Gurpatwant Singh Pannun, who hold dual US and Canadian citizenship, is a New York-based activist of Khalistan movement – the struggle for independent homeland for Sikhs by separating Punjab from India.
The Wire reported that the proposed $3 billion purchase includes 15 Sea Guardian drones for the Indian Navy, while the Indian Air Force and Army are supposed to get eight Sky Guardian drones each. The report said that Washington has also held back smaller Indian acquisitions, including a proposal to buy six Boeing P-8I long-range maritime patrol aircraft. These are to supplement 12 P-8I Poseidon aircraft that the Indian Navy already operates.
Ironically, the Indian Ministry of Defence’s internal approval for the now-stalled drone procurement came in June 2023, a week before Prime Minister Narendra Modi’s state visit to Washington. This was also the time when the conspiracy to kill Pannun – set in motion by an Indian security official named CC1, according to a federal indictment made public last November – shifted to high gear.
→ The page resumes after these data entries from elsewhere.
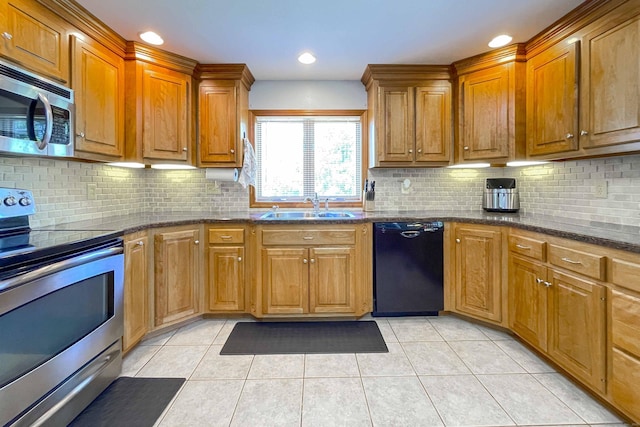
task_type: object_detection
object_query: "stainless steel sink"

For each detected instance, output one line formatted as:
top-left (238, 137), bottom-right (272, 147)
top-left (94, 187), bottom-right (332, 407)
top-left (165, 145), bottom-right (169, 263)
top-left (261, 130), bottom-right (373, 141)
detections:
top-left (260, 211), bottom-right (355, 220)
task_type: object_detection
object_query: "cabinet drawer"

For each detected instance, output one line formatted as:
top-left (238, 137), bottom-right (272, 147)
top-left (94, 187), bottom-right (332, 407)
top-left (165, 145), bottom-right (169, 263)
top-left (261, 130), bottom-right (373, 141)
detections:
top-left (209, 228), bottom-right (244, 244)
top-left (611, 348), bottom-right (640, 418)
top-left (509, 235), bottom-right (547, 261)
top-left (549, 245), bottom-right (606, 280)
top-left (262, 229), bottom-right (356, 246)
top-left (611, 290), bottom-right (640, 357)
top-left (610, 258), bottom-right (640, 292)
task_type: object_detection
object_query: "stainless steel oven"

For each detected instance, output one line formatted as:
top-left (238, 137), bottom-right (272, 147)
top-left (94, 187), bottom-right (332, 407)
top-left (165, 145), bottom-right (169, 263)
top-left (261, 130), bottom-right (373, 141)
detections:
top-left (0, 189), bottom-right (124, 426)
Today, “the purchase is stuck in the US Congress because of anger over the brazen attempt to assassinate Pannun. US representatives have frozen the legislative movement needed for proceeding with the sale,” the Wire quoted a highly-placed source in Washington as having said.
Explaining the delay in delivering these lethal, long-range weapons to India, the Washington-based source says that Indian-American lawmakers in particular are deeply concerned about the fallout from the indictment of an Indian named Nikhil Gupta. He has been formally charged with conspiring to kill Pannun, and is currently in detention in the Czech Republic pending his deportation to the US.
The US federal prosecutors maintain that Gupta had promised $100,000 to an FBI agent posing as a hitman to kill Pannun in New York. Gupta was arrested in the Czech Republic on June 30 at America’s request. On November 29, the US federal prosecutors charged Gupta with murder-for-hire, which carries up to 10 years in prison; and conspiracy to commit murder-for-hire, which has a maximum sentence of a 10-year jail term.